C’est un ancien patron de la DST, Yves Bonnet et un autre ancien analyste du renseignement, Eric Denécé qui le confirment : «Tous les blogueurs et les leaders des réseaux sociaux qui ont été derrière le lancement des révolutions arabes ont été repérés dans des cycles de formations organisées par des ONG et des Fondations américaines au début des années 2000».
Pour le spécialiste du renseignement et des questions géostratégiques, Yves Bonnet qui est notamment le président fondateur du Centre international de recherche et d’étude sur le terrorisme et l’aide aux victimes, qui s’exprimait hier à Alger, les Etats- Unis d’Amérique ont toujours entrepris des actions d’ingérence systématique à l’égard des pays qui affichent leur hostilité à Israël et soutiennent parallèlement la Palestine. De même que cette politique d’ingérence, poursuit-t-il a été adoptée au niveau des pays voisins et proches de l’Union soviétique pour empêcher l’expansion du communisme et protéger leurs intérêts.
Yves Bonnet qui était l’invité de marque d’une rencontre-débat sous le thème «les révolutions arabes : Mythe ou réalité ?», organisée par le Mouvement féminin algérien de solidarité avec la famille rurale, n’a pas fait dans le détail : «Il faut retenir l’échec de ces constantes interventions extérieures qui ont toujours été catastrophiques. En s’ingérant en Iran, la CIA a fait monter au pouvoir, le régime des Ayatoulah.
En Irak, ils ont fait de ce pays, un endroit désagrégé. L’Irak se portait beaucoup mieux au temps de Sadam Hussein. Et voilà l’histoire des ingérences, qui se poursuit aujourd’hui en Tunisie, en Lybie et en Syrie…». L’autre invité de marque, Eric Denécé, ancien analyste du renseignement et actuellement directeur du Centre français de recherche sur le renseignement a de son côté détaillé la stratégie américaine qui a été rendue possible grâce à un certain contexte favorable qui existait dans le monde arabe.
«Des mouvements de protestation planaient depuis toujours dans les pays arabes.
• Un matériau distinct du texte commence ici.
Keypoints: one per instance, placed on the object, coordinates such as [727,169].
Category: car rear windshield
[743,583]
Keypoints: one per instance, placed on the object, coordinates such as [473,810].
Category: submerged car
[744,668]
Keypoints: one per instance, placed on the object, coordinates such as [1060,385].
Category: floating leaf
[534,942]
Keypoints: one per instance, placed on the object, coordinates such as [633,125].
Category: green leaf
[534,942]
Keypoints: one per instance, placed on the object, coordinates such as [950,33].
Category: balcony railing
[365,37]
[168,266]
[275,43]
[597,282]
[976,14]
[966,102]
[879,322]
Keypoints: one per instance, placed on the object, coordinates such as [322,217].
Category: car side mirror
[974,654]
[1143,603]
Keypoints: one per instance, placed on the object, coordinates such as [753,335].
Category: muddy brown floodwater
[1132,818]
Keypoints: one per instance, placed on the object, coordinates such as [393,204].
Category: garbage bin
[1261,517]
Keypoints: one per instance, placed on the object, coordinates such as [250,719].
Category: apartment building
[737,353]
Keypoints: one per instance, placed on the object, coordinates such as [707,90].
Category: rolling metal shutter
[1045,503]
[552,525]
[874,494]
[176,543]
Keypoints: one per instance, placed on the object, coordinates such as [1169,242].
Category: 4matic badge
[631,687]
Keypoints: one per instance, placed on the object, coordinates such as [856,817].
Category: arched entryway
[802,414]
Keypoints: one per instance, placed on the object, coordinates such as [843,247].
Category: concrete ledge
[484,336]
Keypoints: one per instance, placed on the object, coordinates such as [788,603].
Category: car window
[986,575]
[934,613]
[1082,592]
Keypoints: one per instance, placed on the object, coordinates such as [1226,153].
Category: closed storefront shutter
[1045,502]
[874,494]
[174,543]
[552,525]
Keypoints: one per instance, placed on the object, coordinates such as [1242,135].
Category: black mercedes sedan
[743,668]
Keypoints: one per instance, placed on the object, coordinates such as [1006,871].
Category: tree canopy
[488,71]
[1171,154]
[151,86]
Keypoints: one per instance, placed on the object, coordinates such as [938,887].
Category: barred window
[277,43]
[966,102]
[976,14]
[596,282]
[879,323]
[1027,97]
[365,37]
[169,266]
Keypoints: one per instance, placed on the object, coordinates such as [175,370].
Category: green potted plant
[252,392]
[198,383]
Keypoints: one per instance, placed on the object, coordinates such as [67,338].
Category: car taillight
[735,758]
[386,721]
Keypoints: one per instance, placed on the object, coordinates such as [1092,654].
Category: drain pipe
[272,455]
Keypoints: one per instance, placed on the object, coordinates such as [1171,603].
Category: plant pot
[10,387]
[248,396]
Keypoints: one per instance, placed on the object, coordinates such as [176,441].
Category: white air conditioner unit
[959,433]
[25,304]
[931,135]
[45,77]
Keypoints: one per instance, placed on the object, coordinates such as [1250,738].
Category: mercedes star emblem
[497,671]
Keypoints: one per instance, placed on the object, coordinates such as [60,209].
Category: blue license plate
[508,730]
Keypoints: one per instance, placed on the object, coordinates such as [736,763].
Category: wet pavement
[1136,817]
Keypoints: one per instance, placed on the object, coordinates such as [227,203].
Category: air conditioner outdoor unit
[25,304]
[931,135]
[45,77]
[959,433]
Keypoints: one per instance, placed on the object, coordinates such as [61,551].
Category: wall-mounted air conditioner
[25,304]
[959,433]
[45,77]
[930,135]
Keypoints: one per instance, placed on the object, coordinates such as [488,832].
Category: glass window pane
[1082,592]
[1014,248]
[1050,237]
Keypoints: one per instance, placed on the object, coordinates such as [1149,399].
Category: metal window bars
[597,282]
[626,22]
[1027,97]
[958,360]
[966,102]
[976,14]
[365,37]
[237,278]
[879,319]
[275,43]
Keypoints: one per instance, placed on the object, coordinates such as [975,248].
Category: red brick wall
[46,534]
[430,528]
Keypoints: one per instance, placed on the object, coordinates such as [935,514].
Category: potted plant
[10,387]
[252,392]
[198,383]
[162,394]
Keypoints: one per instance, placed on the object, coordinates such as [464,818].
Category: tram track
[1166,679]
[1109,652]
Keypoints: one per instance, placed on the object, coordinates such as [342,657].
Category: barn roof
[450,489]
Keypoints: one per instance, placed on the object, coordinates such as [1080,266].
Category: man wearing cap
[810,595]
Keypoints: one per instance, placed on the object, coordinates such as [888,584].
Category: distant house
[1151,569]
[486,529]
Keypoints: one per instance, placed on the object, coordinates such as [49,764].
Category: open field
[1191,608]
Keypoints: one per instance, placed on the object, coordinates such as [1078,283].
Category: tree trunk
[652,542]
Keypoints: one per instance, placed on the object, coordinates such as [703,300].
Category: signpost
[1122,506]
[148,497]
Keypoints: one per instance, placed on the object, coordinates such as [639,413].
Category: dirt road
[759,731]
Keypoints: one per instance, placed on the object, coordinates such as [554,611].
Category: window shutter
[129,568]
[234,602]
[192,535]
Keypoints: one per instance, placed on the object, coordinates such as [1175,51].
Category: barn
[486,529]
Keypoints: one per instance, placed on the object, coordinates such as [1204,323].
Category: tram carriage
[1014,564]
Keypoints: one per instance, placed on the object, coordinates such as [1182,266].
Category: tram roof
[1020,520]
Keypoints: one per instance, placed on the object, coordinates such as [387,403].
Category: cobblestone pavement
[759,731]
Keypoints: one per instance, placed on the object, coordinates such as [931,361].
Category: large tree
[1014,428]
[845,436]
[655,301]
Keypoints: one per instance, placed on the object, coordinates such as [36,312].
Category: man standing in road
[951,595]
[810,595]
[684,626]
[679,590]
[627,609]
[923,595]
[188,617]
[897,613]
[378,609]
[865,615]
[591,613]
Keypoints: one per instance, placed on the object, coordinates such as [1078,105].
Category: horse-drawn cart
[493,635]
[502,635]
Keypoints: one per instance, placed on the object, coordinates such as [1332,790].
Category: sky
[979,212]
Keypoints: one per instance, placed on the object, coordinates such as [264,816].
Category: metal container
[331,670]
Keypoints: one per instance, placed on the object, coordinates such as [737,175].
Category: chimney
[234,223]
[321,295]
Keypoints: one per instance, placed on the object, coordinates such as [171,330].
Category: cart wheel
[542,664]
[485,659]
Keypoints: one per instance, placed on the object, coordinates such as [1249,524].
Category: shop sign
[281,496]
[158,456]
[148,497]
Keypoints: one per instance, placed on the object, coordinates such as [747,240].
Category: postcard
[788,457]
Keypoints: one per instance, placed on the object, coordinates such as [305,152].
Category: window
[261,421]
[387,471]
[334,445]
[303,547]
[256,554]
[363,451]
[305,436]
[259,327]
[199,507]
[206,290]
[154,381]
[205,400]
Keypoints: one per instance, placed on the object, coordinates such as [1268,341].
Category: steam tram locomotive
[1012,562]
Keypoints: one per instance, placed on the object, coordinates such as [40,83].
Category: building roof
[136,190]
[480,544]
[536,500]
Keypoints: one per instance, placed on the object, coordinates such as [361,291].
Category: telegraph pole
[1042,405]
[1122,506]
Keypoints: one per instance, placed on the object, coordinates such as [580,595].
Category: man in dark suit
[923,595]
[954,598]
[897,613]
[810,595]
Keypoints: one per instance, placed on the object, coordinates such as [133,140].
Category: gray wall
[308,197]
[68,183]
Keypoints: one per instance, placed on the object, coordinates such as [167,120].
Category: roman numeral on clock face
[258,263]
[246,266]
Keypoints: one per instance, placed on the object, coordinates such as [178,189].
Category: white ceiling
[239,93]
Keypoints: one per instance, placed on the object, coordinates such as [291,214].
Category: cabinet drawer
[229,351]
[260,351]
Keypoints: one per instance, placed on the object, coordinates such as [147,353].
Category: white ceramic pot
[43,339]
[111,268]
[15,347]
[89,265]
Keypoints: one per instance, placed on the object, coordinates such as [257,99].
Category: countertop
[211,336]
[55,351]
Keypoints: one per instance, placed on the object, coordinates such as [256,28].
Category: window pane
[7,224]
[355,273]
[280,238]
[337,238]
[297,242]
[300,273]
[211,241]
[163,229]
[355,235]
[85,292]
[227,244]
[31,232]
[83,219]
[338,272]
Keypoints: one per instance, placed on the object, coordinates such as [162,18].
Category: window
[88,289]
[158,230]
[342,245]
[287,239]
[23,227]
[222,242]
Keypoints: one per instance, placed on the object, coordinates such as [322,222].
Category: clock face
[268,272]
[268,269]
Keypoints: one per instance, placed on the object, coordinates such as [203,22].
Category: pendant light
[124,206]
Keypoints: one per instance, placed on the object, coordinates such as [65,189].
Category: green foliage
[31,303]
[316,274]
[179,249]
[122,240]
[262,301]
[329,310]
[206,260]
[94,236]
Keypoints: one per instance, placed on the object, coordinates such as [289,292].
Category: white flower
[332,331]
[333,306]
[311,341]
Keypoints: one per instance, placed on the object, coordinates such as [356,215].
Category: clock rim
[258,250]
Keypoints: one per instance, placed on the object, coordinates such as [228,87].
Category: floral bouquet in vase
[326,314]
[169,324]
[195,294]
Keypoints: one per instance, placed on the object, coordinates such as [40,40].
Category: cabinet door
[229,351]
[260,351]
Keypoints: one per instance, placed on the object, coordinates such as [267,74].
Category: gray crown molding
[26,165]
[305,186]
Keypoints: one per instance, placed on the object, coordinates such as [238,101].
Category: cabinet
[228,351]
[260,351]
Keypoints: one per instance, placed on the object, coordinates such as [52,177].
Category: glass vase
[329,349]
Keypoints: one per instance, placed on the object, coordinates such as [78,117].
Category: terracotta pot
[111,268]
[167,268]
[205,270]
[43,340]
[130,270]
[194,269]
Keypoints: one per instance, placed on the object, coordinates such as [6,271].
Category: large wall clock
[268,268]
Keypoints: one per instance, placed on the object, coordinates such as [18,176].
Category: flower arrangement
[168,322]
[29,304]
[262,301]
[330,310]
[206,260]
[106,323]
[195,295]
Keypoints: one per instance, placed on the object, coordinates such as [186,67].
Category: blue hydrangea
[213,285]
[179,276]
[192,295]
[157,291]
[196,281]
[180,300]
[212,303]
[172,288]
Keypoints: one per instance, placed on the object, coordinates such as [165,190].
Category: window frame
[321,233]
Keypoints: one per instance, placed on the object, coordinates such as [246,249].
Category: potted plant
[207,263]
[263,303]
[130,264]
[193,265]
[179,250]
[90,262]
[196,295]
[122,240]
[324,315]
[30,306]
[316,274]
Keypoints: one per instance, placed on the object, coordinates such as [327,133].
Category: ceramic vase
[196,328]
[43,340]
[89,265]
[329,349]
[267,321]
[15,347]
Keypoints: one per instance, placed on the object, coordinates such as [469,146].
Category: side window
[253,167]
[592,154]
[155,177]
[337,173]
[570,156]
Les grands stratèges américains avaient compris qu’ils avaient intérêt à les entretenir, les orienter, les développer et ensuite les détourner de leurs vocations initiales pour les utiliser à des fins révolutionnaires afin de métamorphoser les régions qu’ils veulent remodeler à leur façon. Pour cela, ils ont joué la carte des réseaux sociaux et l’idéologie des droits de l’homme en s’intéressant aux jeunes talents et leaders. D’ailleurs, tous ceux qui ont mené les révolutions arabes, notamment sur la toile, ont été repérés dans des cycles de formations organisées par des ONG et, fondations américaines à partir des années 2000».
«Sarkozy est stupidement tombé dans le jeu des américains !»
Eric Denécé qui est l’auteur d’un nouvel ouvrage intitulé La grande illusion des révolutions arabes, affirme que les médias ont fait la suite, c’est-à-dire l’amplification de simples rassemblements en révoltes, une fois que les Etats-Unis ont décidé de passer à l’action à partir de 2010.
«Les blogeurs et les meneurs se sont échangé des mails et des sms pour se donner rendez-vous dans un espace public. Au départ, Ils étaient à peine une trentaine de personnes tout au plus. Mais comme par hasard, tous les médias se pointaient cinq minutes après et les chaînes de télévisions de propagande à l’exemple de CNN, BBC, El Djazira et El Arabia en faisaient des plans serrés, laissant croire qu’il s’agissait de milliers de personnes en rassemblement et cela encourageait les gens à descendre dans la rue.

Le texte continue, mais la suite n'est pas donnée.